A Habit of Hiding the Truth
Part and parcel of Trump’s deceit has been not
simply his continuous, unashamed lying, but his penchant for concealing the
truth. That has meant destruction of documents required in court cases (on a
scale that dwarfs Hillary Clinton’s problems with e-mail); suing opponents of
his projects; threatening libel suits against media outlets; and inciting
crowds at rallies and his Twitter followers against individual reporters (after
the candidate lashed out at her, NBC reporter Katy Tur required Secret Service
protection to shield her against Trump supporters).
In fact, Trump has shown far greater solicitude
toward the ambiguous Second Amendment than he has toward the very clear First
Amendment. While he has gone all-in with the National Rifle Association, his
proposal for banning Muslims amounts to a religious test for entering the
country; his vow to make it easier to sue for libel amounts to a shield against
inquiries into his own activities; and his threat to pursue anti-trust
litigation against Washington Post
owner Jeff Bezos represents blatant vindictiveness against a newspaper that has
published some of the reports most damaging to his candidacy (e.g., David
Fahrenthold’s stories about Trump not donating all the money he’d claimed to
have made to charities, and about the groping tape).
I could go on and on like this. The beauty of such a
list is that it’s interactive: Trump has generated so many falsehoods, on a
daily basis, that readers can readily add to this compilation.

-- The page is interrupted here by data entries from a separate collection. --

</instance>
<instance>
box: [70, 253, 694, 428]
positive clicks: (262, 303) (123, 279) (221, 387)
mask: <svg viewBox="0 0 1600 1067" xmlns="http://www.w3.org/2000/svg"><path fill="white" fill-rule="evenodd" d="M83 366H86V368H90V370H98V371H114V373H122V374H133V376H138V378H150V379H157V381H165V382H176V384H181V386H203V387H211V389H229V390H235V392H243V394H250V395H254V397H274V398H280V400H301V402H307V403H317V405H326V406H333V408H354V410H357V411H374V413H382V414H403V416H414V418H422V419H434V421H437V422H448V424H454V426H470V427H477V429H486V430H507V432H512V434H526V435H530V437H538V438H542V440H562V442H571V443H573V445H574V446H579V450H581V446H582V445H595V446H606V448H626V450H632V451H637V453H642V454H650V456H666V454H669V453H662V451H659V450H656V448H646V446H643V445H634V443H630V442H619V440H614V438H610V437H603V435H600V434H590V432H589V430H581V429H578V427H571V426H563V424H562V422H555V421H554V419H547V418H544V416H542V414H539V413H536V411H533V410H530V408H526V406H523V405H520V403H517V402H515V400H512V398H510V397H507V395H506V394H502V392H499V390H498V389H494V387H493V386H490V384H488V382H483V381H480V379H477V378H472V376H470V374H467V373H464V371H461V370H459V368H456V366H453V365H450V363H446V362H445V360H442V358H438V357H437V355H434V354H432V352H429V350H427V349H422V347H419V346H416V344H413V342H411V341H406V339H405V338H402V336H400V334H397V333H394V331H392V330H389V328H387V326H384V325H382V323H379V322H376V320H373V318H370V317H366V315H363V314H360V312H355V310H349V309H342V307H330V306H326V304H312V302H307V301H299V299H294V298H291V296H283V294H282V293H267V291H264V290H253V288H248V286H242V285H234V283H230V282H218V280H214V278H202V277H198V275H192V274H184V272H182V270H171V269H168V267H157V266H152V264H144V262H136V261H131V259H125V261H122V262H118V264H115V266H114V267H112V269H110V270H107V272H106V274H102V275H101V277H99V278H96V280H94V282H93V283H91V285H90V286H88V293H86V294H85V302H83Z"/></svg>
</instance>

Sometimes, in the course of this long campaign, I
have despaired about writing this series on Trump in what has been called a
“post-factual” environment. Too many people (and that includes those of the
left as well as the right) remain so wedded to their ideology that they are
impervious to any challenge to it.
But to accept this state of affairs is to throw up
one’s hands about the possibility of the effective mass persuasion needed for
democracy. Moreover, it means abandoning the need for accountability toward all
who seek public office. That way lies a danger almost as significant as the
Trump candidacy itself with its war on truth.